† 十一の罪――さくら花 散りぬる風の なごりには(弐)
「ベラベラしゃべっちゃってくれてっけど、俺を帰すつもりはねーってことか」
それまで飄々としていた大男は、目つきを一変させて信雄を見定めた。
「……だったら、どうする?」
「弁護士を呼んでくれ」
「……ふっ。いやー、おもしろいねー、君っ! 警察がだめなのに弁護士ときたかー。気に入ったよ。
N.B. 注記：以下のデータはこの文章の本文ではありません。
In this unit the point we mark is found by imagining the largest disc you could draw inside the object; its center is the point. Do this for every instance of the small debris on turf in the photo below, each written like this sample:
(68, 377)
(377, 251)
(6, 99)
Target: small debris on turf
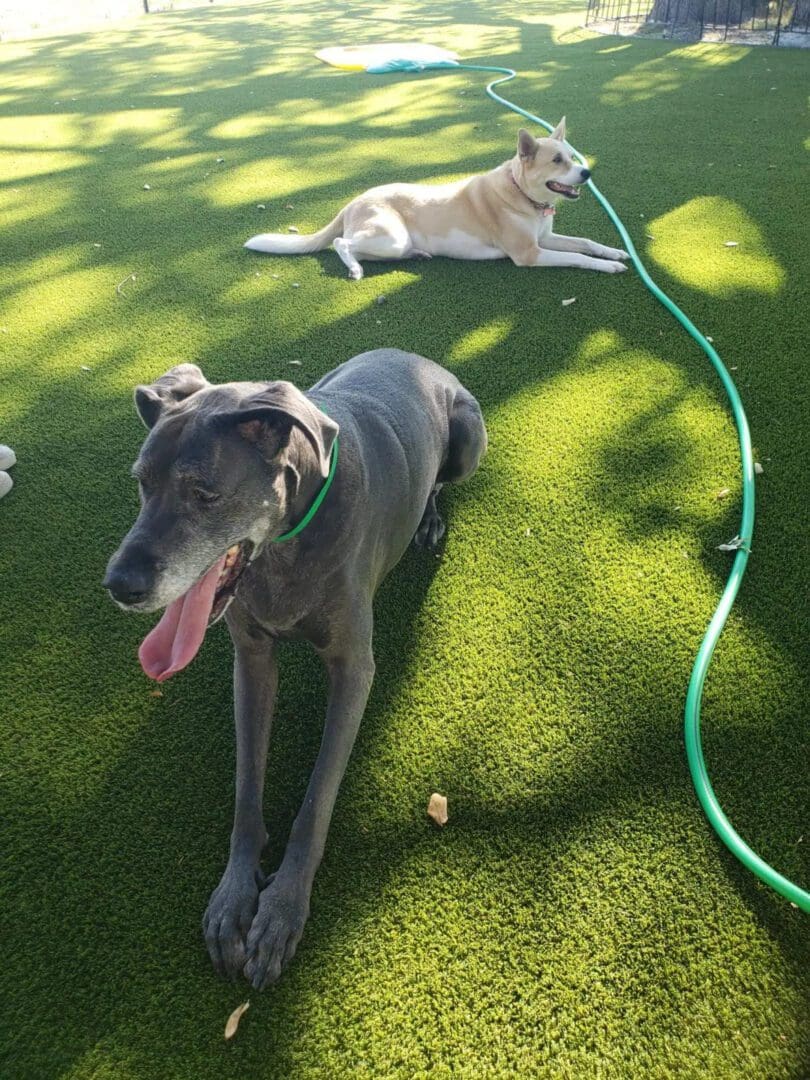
(235, 1016)
(437, 808)
(130, 277)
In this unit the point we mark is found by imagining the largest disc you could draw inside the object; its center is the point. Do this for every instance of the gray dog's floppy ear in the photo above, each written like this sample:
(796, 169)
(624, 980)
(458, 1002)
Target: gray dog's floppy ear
(267, 417)
(526, 144)
(179, 382)
(558, 132)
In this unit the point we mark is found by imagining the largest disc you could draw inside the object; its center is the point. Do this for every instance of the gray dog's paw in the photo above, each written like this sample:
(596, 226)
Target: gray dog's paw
(227, 921)
(430, 531)
(274, 934)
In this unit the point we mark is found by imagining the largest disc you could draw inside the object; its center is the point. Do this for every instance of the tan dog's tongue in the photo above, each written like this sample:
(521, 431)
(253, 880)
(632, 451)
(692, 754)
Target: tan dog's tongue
(176, 639)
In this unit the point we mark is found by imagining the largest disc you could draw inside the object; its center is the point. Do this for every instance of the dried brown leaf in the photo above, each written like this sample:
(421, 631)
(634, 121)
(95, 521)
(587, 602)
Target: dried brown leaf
(235, 1016)
(437, 808)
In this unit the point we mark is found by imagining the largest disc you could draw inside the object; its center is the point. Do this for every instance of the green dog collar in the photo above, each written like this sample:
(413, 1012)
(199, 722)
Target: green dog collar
(316, 501)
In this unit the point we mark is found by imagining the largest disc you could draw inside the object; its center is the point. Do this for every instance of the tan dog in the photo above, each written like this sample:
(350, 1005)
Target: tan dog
(505, 213)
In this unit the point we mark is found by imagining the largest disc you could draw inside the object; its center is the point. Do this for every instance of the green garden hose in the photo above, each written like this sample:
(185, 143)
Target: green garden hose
(741, 543)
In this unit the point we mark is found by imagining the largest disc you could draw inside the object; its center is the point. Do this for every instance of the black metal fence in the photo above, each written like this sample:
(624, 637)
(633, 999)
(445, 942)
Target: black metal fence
(769, 22)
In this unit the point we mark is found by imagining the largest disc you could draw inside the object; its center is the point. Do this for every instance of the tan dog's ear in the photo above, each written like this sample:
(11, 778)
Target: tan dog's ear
(558, 132)
(526, 144)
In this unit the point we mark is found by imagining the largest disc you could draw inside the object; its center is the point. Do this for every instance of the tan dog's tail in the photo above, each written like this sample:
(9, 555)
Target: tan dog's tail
(282, 243)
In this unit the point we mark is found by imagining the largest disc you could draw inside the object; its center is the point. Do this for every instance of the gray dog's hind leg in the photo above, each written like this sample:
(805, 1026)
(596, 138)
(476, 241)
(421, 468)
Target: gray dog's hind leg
(466, 446)
(233, 903)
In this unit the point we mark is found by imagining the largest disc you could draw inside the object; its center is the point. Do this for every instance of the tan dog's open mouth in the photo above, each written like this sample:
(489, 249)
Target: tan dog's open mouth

えらい人たちにお任せする気まんまんだったけど、ちょっくら上にかけあってみるかな」
上機嫌そうに部屋を後にする男。
残された少女も、早足で退室する。
「……新たな出会いなんかじゃ、ないもん――――」
廊下に出た彼女は、名残惜しげに振り返り、憂いを帯びた瞳でドアを見つめた。
「えー、喜多村班が武蔵野市で怪魔との戦闘中に保護した少年・緑川信雄の処遇じゃな。柚木」
日本支部の面々が大テーブルを囲んで着席すると、柚木が指名される。
「過去の目撃者同様に処理すればよい話かと」
「記憶を消す、と」
淡々とした口上に、沢城が確認するように付け加えた。
「うちのチームで預かるのはどうでしょうかねー? いよいよ桜花くんと二人になってしまったもので」
「喜多村班はヘルシャフト発足に際し、育成してきたランカーを引き抜かれ、先日、重傷を負った稲目展男も意識が戻っていませんね」
「柚木の言うように、喜多村班には人員補充が必要じゃと考えていたところではあるが、林原に取られたのはともかく、おぬしは部下を次々と死なせとるからなあ。これ以上、殉職者に連ねる名が増えるというのも困りようじゃ」
「うーん……せっかく稲目くんと名前もかぶってるし、見込みありそうなんだけどなあ」
多聞が会議室を出てから、薄暗い廊下をついてくる気配が一つ。
「……なんだ、まだ起きてたのかい」
珍しく乱れている部下の息遣いと足音に、参ったとばかりに彼は向き直った。
「お願いです。彼の記憶を消すのは、どうか――――」
掠れ声で少女は懇願する。静寂に響き渡るそれは、上司も耳にしたことのない悲壮感と真剣味を伴っていた。
「もう逃げて。きみがおぼえててくれただけでもよかった」
「良くねーよ。俺はおまえを思い出にするつもりなんてねーからな!」
吹き飛ばされようと、すぐに膝立ちまで起き上がり、信雄は言い放つ。
「おい蝿っ子。どうにかなんねーのか、この黒いの」
「吾輩のふしょくの力が喰らうのは敵だけではない。人間の魂をもむしばむのじゃ。この娘の命を吸い尽くすまで止まらん」
「なら、その現象ごと消すしかねーな。カルタグラは斬った存在を否定する剣なんだろ? どんな呪いだろうと、この世になかったってなっちまえば汚染も収まるんじゃねーのか」
「……あの娘ごと害すおそれがないと、ちかえるか?」
「原因はあんたと契約したことによる、いわば歪みだ。元々あいつの中にあったもんじゃねーなら、具現化して外に出てきてる部分をやりゃ解放されるはずだろ」
彼は毅然として反論するが、顔をしかめるベルゼブブ。
「う、あうぅ……だッ、だが――――」
「だが……? だが、なんだ? 他に手でもあんなら言えよ。言葉にできねー程度の決意と算段なら、無意味に消極的な姿勢を示すな。こうしてる間にも三条の心は死んでってんだろ? 心が死んだまま生きてたって、それは生きてるって言わねーよ。もう、みつきみたいな人ならざる人はたくさんだ! たくさんなんだよ…………」
信雄の悲痛な叫びを、無機質な雨音がかき消していった。
「……全魔力を集束して防ぎきりましたか。よく耐えたものですが、次の一手が続かなくなった以上、もはや万に一つの勝算もありませんよ。なかなかの手応えでしたが、そろそろ、この幕はしまいとしましょう」
ベリアルは満身創痍の老兵を一瞥し、手元の焔を波打たせる。
(死は怖くない。覚悟など、兵士を志したときから、とっくにできていた。だが――弱肉強食のこの世界でこんな外道より下として終わるのは、怖くてしょうがない……!)
歯を食い縛って、多聞は立ち上がった。
「ぐうぉおおおおおぁああー!」
雄叫びと共に駆け出す彼に、迎撃の炎弾が殺到する。